The goal was to be able to “fly” the 109F/X by the end of the year. I didn’t make it unfortunately. However, things are looking good for a 1st week of 2010!
First up, here’s the completed edge-lit panel for the left sub-panel:
The only problem with the panel is due to a “mid-course” design change that I made. Instead of making the edge-lit panel and metal back plate mounting separate, I decided to combine the two. Since I had done all the panel lettering before I made this change, things on the bottom row kind of got a bit messed up. It’s only really noticeable where the mounting screw passes through the STARTER legend. If I was making this panel for someone else, I would remake it to correct the error.

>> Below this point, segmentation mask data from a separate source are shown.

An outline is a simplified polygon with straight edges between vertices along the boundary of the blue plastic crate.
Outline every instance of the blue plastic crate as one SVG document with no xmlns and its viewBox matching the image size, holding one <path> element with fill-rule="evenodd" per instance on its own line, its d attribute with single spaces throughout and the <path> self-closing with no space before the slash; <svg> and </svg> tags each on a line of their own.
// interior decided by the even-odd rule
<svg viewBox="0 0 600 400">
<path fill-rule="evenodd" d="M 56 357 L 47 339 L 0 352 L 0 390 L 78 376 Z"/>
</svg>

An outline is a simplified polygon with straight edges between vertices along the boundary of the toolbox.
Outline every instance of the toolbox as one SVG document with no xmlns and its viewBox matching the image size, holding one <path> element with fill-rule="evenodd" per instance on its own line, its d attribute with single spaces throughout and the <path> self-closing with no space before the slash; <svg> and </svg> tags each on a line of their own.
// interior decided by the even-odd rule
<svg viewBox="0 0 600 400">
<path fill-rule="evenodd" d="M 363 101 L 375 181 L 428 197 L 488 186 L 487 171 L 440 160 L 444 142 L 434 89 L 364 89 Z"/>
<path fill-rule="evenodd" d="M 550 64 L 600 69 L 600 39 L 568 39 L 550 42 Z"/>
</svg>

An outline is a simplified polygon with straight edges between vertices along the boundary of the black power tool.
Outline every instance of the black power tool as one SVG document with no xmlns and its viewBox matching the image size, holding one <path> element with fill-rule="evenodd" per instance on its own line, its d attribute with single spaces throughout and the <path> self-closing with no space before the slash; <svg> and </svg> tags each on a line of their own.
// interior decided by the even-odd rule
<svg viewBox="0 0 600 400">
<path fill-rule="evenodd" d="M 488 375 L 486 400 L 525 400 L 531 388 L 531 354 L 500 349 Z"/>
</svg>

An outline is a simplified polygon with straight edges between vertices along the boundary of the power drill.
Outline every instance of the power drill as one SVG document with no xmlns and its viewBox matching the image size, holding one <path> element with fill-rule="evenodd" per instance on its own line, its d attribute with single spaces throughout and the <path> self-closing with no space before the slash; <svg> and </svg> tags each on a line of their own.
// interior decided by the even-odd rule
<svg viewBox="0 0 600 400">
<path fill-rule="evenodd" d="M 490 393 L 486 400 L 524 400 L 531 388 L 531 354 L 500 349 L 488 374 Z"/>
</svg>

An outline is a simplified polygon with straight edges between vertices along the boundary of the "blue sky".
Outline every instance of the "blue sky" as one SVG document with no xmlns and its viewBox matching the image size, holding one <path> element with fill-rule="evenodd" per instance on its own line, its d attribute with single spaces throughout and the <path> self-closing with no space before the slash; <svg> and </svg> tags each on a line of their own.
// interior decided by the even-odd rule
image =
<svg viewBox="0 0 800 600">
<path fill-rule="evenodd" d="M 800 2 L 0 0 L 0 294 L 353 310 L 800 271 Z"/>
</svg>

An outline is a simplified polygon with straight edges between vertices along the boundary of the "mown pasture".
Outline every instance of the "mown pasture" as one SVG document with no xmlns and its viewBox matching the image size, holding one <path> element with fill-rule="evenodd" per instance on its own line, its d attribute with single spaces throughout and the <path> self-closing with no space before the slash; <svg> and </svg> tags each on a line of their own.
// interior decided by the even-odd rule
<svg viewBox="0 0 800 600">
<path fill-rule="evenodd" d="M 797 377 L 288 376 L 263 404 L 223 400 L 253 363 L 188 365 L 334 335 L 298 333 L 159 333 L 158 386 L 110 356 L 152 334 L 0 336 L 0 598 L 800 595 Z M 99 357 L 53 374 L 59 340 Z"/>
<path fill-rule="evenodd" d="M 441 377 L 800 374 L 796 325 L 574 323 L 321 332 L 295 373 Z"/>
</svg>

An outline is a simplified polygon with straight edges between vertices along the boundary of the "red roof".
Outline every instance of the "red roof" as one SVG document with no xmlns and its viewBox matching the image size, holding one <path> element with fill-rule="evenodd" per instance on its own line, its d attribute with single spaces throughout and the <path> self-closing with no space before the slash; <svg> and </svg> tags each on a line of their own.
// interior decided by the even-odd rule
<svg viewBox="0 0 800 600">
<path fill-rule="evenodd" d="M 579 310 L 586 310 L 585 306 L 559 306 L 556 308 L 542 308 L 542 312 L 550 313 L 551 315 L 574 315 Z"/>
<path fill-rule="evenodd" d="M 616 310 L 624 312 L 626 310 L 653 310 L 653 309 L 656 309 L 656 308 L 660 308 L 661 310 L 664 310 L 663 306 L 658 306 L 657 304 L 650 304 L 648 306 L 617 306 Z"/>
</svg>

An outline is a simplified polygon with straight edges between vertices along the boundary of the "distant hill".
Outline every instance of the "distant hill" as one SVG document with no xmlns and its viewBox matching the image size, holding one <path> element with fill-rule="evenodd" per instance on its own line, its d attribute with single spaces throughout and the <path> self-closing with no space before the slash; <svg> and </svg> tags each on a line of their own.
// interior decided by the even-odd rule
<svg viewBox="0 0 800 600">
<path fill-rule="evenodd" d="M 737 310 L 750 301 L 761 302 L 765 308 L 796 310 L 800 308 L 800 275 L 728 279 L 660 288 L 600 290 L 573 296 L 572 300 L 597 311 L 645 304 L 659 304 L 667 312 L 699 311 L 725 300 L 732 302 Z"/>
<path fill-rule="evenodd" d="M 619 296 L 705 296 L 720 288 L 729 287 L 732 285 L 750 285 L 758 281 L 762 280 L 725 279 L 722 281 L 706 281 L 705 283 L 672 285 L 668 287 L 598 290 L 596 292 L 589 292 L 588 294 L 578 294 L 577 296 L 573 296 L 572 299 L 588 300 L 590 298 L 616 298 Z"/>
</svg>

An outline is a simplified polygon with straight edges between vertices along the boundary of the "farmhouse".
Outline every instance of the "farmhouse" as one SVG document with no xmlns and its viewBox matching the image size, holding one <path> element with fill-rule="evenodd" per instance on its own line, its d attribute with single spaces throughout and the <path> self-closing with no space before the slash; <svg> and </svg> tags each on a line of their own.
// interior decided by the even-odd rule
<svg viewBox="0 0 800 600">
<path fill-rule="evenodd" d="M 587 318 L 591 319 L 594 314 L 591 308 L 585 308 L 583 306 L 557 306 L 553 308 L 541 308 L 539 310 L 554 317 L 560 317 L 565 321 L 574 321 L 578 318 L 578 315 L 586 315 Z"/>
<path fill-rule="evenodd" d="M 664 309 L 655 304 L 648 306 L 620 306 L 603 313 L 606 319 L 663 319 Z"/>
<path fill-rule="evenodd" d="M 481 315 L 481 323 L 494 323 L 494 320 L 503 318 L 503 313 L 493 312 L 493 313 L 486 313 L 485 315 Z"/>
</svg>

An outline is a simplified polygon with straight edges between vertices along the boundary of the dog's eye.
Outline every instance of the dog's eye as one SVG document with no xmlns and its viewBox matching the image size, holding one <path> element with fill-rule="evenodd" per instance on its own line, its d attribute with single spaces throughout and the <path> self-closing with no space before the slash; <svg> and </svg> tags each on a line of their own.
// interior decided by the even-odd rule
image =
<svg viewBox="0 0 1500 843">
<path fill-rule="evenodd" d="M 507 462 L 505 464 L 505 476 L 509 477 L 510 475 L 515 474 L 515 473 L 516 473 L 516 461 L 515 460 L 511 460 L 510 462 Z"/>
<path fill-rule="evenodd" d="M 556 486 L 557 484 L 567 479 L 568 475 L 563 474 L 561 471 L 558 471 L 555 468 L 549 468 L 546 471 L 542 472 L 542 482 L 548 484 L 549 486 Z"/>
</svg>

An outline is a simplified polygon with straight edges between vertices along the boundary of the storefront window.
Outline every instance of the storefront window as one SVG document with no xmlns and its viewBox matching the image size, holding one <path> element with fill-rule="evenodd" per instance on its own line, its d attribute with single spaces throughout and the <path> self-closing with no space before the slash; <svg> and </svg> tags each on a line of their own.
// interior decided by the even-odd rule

The wiring on the pitch & roll axis gimbal is now completed. Now that the flight grip has been wired up, it was time to finish out the wiring harness on the gimbal assembly:
This adds the 16 wires that are needed by the flight grip and the nose wheel/AP disconnect lever. Instead of using tie-wraps to create the new harness, I used waxed lacing cord and then used tie-wraps to attach the harness to nylon cable keeper blocks that have been attached to the gimbal base. The last 6″ or so of the harness up to the DB25 connector is covered with a 1/2″ diameter black plastic split “loom” cover. Makes it look nicer and prevents the wire from being abraded.
I had gotten the SFS box painted the previous evening and now it was time to mount the nose wheel steering/ap disconnect lever to the top of the box:
Instead of using a screw & bolt arrangement to hold the NWS/AP lever in, I decided to drill the hole in the side ears just a tiny bit under .125″ and use a brass pin to hold the lever in. In order to properly set the pin, I turned my drill press into an impromptu arbor press by using a 3/32″ drill bit mounted backwards in the drill chuck. I also gave the pin a slight bevel around the ends to make entering the mounting holes easier. Here’s the result:
The pin pressed in just as I’d hoped and it won’t work itself out over time. The good part about using the method I did is that the pin can be easily removed in the same manner it was installed if I need to replace or repair the lever in the future.
Now that the lever is in, it was time for the switch:
To actuate the micro-switch, I’m using a short length of #4-40 threaded rod as an actuator and a small spring to give it more “pull” than would be provided by the internal spring in the micro-switch. I was able to thread the micro-switch actuating lever with a #4-40 tap. There’s only enough metal for one thread or so, but it works really well! I’m going to put a dab of Loc-Tite on it to help it out.
To retain the actuator rod, I used a brass acorn nut at the top:
There is a small metal cover that still needs to be made that will cover the front portion of the NWS/AP lever.
The internal wiring of the box took some time to complete and there was not a whole lot of room in there:
In order to make it more friendly to repair in the future, I decided to use terminal blocks to divide the SFS and grip wiring. Using really small Euro style terminal strips allowed me to pull this off. Even using the small terminal blocks it’s still VERY cramped in there! Like all new wiring I’m doing, this is bound up using waxed lacing tape. I cannot recommend this stuff enough! Had I tried to use small wire-ties in here, it would have been a mess. There just isn’t any room.
This is what the completed wiring layout looks like. The grip wiring is a bit messier because I didn’t want to shorten any of the wires coming out of the rebuilt Suncom F-15 grip.
Here is what the completed assembly looks like, sans cover:
All that’s left is to fab the front cover for the NWS/AP lever and it’ll be totally complete.